Earlier, in 2016, another influential Assembly of Expert member, Ayatollah Ahmad Khatami had said that the committee had given three names from the list to Khamenei to seek his verdict.
However, Khatami was forced to say under political pressure that what he said was "hypothetical," and as it happens after almost every controversial remark by an Iranian official, he blamed the media for "misreporting his words."
Former President Akbar Hashemi Rafsanjani had also said in an interview in 2016 that there was a committee of three who actively looked for the next leader. He said "two or three experts do their research and at the end they give two names to Khamenei."
Until a few months before Khomeini's death in 1989, Iran had a designated next leader. But under pressure from political rivals the prospective leader, Ayatollah Hossein Ali Montazeri, was deposed as a successor and held under house arrest for many years.
In fact what makes Iran less stable than its regional arch-rival Saudi Arabia is that the latter has a designated Crown Prince, but Iran's future is always subject to doubts and speculations.
Many believe most of the political dynamics that have dangerously divided the country and its politicians is fuelled by plans, aspirations and wishful thinking by players who wish to replace Khamenei as the Islamic Republic of Iran's Supreme Leader.
What creates sleepless nights for Khamenei and his prospective successors is that in the last and only time the Assembly had to choose a leader, there was a powerful figure such as Rafsanjani who played the role of a kingmaker and power broker who managed the situation and prevented any crisis.
However, this time not only there is no agreed-upon kingmaker, but there are hinderances to decision making including the presence of a powerful player, IRGC, which did not exist as such in 1989.
Expressing his objection to the committee of three short list, Harisi said on Monday that "the leader must be determined by all or a majority of Assembly of Expert members, not by a small committee."

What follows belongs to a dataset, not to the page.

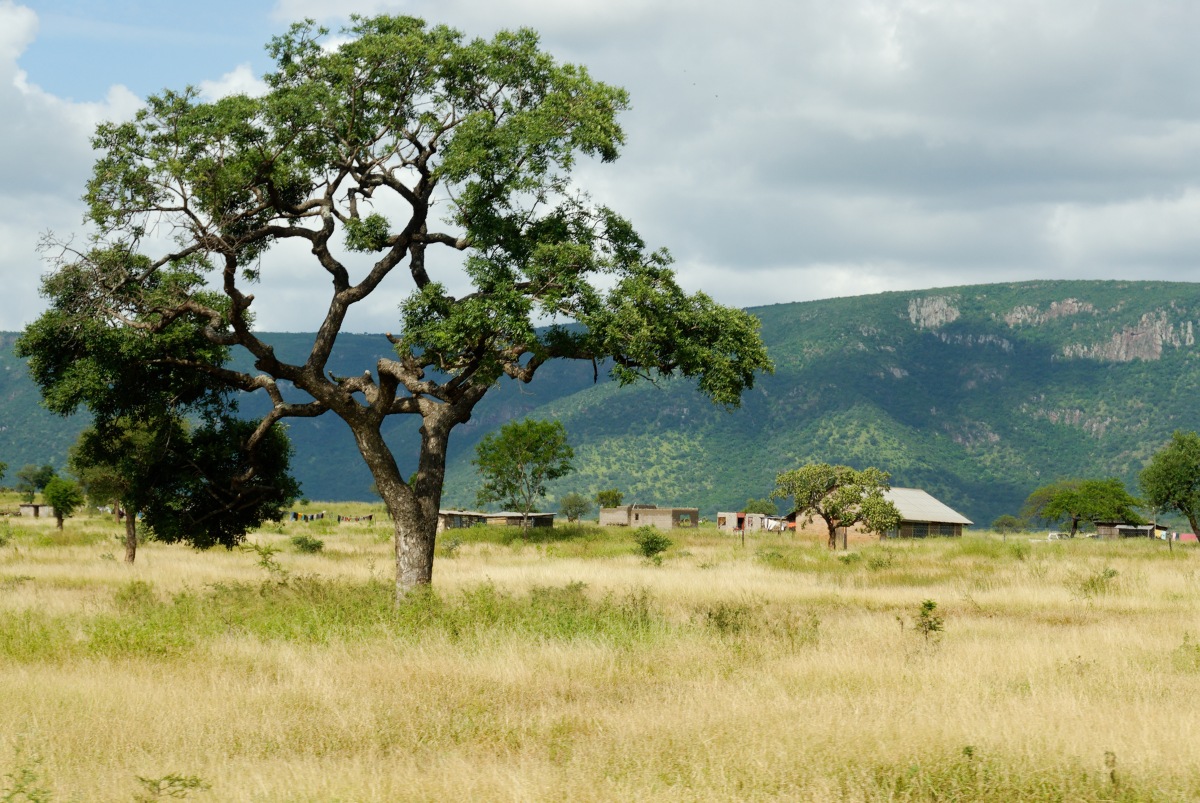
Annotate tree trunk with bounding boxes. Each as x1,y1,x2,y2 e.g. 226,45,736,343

However, he confirmed that the existence of such a committee, but believes its decision will not be fateful.
"In 1989 the committee's choice was not selected as leader", Harisi said. Although he did not name that choice, politicians in Tehran know that the man's name had been leaked to clerical circles: Grand Ayatollah Mohamad Reza Golpayegani.
Khamenei has reportedly told Assembly of Expert members in a meeting in the 2000s: "You should have at least 10 Supreme Leaders up your sleeves."
No one knows, or no one has claimed to know who Iran’s next supreme leader is. But anecdotal accounts say Khamenei's preferred candidate for the post is his son Mojtaba. President Hassan Rouhani and Judiciary Chief Ebrahim Raisi have never refuted rumors about their aspirations to emerge as the next supreme leader. Most other candidates have either died or have been discredited in the quagmire of Iranian politics.
If Mojtaba is really Khamenei's choice, there is no guarantee that others will respect his wish after his death. On the other hand there is no indication, at least in the media, about Khamenei grooming his son for the position.